6 Nisan 2011 Çarşamba

Ey samimi dostum!soruyu sorduğun kişinin halinin şahitliğine bakman bir gerekliliktir.

Bir kere soruyu soran kişi, meselenin makamını, ölçüsünü ve nereden kaynaklandığını bilmek durumundadır. Ayrıca varlık huzurlarında pay sahibi olmalıdır. Soru sorulan kişinin değerini, bu soru karşısındaki makamını bilmekle yükümlüdür. Eğer soruyu soran kişi, sorulanın soru ile ilgili halini müşahede ederse, o zaman soruyu sormalıdır. Ki mümkün olursa eğer konuşma esnasında sözü ile hali uyumlu olsun. Çünkü bizim tarikatımızda kesin olarak bilinen bir husus vardır: Kişi bu yolun makamlarından bir şey tattığı, bu makamlarla bağlantılı olarak bir huyla ahlaklandığı zaman, bunun onun zahiri üzerinde etkili olması kaçınılmazdır. Bu etkiye halin şahitliği adı verilir.İtimat edilen sahih kanıt budur, fesahat veya bağırıp çağırma değil. Sebeplerin tamamen kesildiği durumlarda, kaderin akışı altında sükut ettiklerini, Allah'tan kendilerine gelen türlü belalar ve acı veren azaplar karşısında sevindiklerini ve hiçbir şekilde değişime uğramadıklarını görmüyor muyuz? İşte halin şahitliği budur. Bu onlar açısından Allah'ın muradına razı olmaya, teslimiyet göstermeye dair yakin derecesinde bir kanıt hükmündedir.
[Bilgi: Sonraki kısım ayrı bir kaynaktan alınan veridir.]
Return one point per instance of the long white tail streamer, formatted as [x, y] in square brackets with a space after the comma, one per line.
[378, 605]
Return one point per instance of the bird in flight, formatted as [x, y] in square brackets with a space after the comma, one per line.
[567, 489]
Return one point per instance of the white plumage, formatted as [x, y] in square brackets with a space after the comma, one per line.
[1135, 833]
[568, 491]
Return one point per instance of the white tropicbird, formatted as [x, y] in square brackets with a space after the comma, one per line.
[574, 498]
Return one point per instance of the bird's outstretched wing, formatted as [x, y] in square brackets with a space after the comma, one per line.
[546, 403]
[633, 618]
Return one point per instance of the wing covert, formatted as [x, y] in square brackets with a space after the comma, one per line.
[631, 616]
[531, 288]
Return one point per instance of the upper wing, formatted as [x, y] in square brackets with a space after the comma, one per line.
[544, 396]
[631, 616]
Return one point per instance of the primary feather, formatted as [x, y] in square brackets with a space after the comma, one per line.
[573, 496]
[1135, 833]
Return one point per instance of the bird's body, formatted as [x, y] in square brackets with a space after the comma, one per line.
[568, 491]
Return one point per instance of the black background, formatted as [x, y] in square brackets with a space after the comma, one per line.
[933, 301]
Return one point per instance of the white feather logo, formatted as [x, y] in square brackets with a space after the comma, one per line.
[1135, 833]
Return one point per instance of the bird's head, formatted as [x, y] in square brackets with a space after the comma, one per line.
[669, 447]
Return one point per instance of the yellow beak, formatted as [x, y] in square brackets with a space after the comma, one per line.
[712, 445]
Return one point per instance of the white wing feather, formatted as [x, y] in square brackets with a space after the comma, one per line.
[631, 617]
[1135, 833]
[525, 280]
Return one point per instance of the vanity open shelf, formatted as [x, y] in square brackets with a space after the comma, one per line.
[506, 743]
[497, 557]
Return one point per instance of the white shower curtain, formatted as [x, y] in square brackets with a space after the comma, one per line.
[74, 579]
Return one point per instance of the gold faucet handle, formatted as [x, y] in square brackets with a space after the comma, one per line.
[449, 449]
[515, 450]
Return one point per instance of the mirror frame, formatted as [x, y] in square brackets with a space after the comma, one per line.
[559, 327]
İster ilahi hüküm onlar açısından kötü tezahür etsin, ister sevindirsin, ister fayda versin, ister zarar dokundursun, fark etmez. Onlar söyleyen kişiyi fiil halinde müşahede ederler ve güzellikten başka bir şey görmezler. Bu yüzden bu tarikattaki her insanın konuştuğunu görüyoruz, ama vasfettiği-ni görmüyoruz. Ey samimi dostum! Senin için - sana karşı benden bir sui edep gibi görünse de, aslından benden sana bir azarlama ve gayret göstergesidir- ki soruyu sorduğun kişinin halinin şahitliğine bakman bir gerekliliktir. Eğer onun hali sana, soruyla ilgili bu makamlarda derinleştiğini, ama konuşmadığını gösteriyorsa, mazereti kabul edilir ve halinin şahitliği yeterince açıklayıcıdır. Eğer bundan farklı bir halde ise ve sen sorulmaması gereken birine soru sormuşsan, pişmanlık duyup istiğfar etmen gerekir. Yaptığın bu işten tevbe etmen lazım gelir. Düştüğün çukurdan çıkmak için Allah'a yalvar.